What does a point-based grading scheme suggest about the teacher’s model of learning?

 

A week or two ago a colleague shared an idea to use “‍experience points‍” to track grades in a game design class he is teaching. This thought brought to mind two ideas. First was “‍most of my classes have worked like that: each assignment you do gives you ‘‍points‍’ toward an A.‍” The second was “‍what a poor model of learning!‍”

Point-based grading rewards doing work and knowing things on schedule. But learning does not happen on a schedule. I suppose that’s because people are individuals and the labor of developing new mental habits and abilities varies based on what particular skills an individuals’ mind has already gained.

Point-based grading is appealing in several ways. It is easy as a teacher: simple to design, unambiguous in scope, with effort distributed across the term. Incorporate incentives for almost any desirable behavior is straight-forward. And if the goal is to grade obedience or diligence rather than knowledge or skill acquired it also makes a good deal of sense.

There’s another way that point-based grading might make sense. Despite a complete dearth of evidence, the view persists that intelligence and aptitude is somehow inherent, not developed; I’ve written of this “‍before‍”. If you ascribe to this fallacy then an “‍I teach it, I measure if you ‘‍got it‍’, and then I move on‍” model of teaching and evaluating learning is natural. But usually courses are built to teach ideas that build off of, and reinforce, other ideas in the course and it is quite possible that someone who didn’t succeed at learning a concept when it was first presented will end the course with a better knowledge of it than someone who did.

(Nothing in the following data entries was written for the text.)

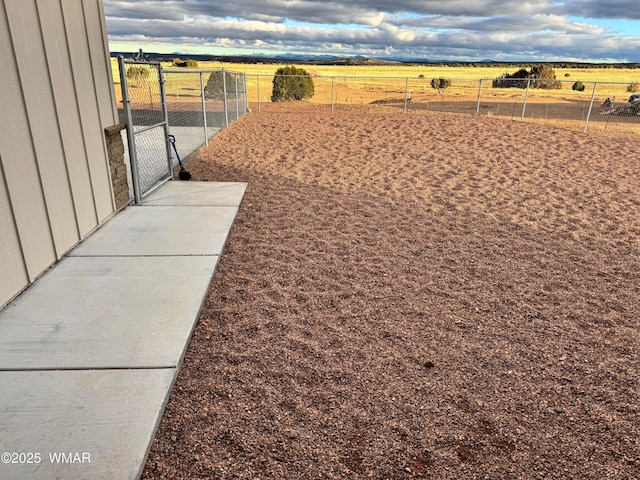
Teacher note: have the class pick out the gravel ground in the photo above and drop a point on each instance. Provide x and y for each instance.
(435, 296)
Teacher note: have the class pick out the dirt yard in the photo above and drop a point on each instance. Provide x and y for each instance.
(435, 296)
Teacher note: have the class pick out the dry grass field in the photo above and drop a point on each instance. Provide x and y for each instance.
(399, 300)
(365, 88)
(392, 79)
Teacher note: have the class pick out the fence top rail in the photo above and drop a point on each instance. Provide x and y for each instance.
(198, 70)
(428, 79)
(130, 61)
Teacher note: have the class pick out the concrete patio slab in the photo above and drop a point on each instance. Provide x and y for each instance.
(106, 312)
(198, 193)
(89, 352)
(167, 230)
(103, 421)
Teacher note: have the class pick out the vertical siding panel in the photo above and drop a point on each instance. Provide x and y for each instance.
(19, 162)
(101, 63)
(57, 50)
(88, 106)
(43, 121)
(14, 273)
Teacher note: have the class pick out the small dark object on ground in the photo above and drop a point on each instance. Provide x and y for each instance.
(183, 175)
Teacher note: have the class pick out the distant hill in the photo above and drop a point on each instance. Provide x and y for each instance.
(289, 58)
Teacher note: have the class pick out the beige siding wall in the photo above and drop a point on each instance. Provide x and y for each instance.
(56, 99)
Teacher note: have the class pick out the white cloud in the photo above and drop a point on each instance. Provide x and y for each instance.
(453, 29)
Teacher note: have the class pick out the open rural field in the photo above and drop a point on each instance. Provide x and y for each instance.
(366, 88)
(415, 296)
(394, 78)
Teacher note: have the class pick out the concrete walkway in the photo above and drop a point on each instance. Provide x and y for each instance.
(89, 353)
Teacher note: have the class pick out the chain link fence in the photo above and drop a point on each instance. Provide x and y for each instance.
(202, 102)
(588, 106)
(144, 112)
(191, 105)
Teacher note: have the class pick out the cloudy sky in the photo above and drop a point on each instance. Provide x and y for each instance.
(463, 30)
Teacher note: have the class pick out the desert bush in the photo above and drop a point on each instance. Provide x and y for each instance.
(177, 62)
(540, 76)
(137, 73)
(440, 84)
(214, 90)
(633, 88)
(291, 83)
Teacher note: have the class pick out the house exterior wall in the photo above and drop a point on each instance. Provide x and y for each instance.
(56, 99)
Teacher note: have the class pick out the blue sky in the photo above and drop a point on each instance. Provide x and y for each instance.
(457, 30)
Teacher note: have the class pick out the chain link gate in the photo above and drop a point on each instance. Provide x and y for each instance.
(146, 118)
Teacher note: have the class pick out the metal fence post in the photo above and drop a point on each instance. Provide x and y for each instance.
(258, 82)
(406, 93)
(133, 159)
(204, 110)
(224, 93)
(593, 96)
(333, 97)
(165, 116)
(246, 94)
(237, 101)
(526, 95)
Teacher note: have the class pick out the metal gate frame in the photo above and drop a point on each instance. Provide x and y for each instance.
(132, 132)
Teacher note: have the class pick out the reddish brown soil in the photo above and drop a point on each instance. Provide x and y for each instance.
(434, 296)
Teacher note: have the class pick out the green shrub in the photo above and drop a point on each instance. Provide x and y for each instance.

An attractive alternative to the point-based model allows students to re-examine themselves as often as they wish. When grades are due each receives a grade based on the skills they mastered by that point. The problem, though, is that, hard as it is to test knowledge once, it is far harder to test it reliably over and over again.

I’ve written before about not knowing what ought to be graded in the ideal world. Practically, though, it is the difficulty of how, not the ideal of what, that drives my exam development.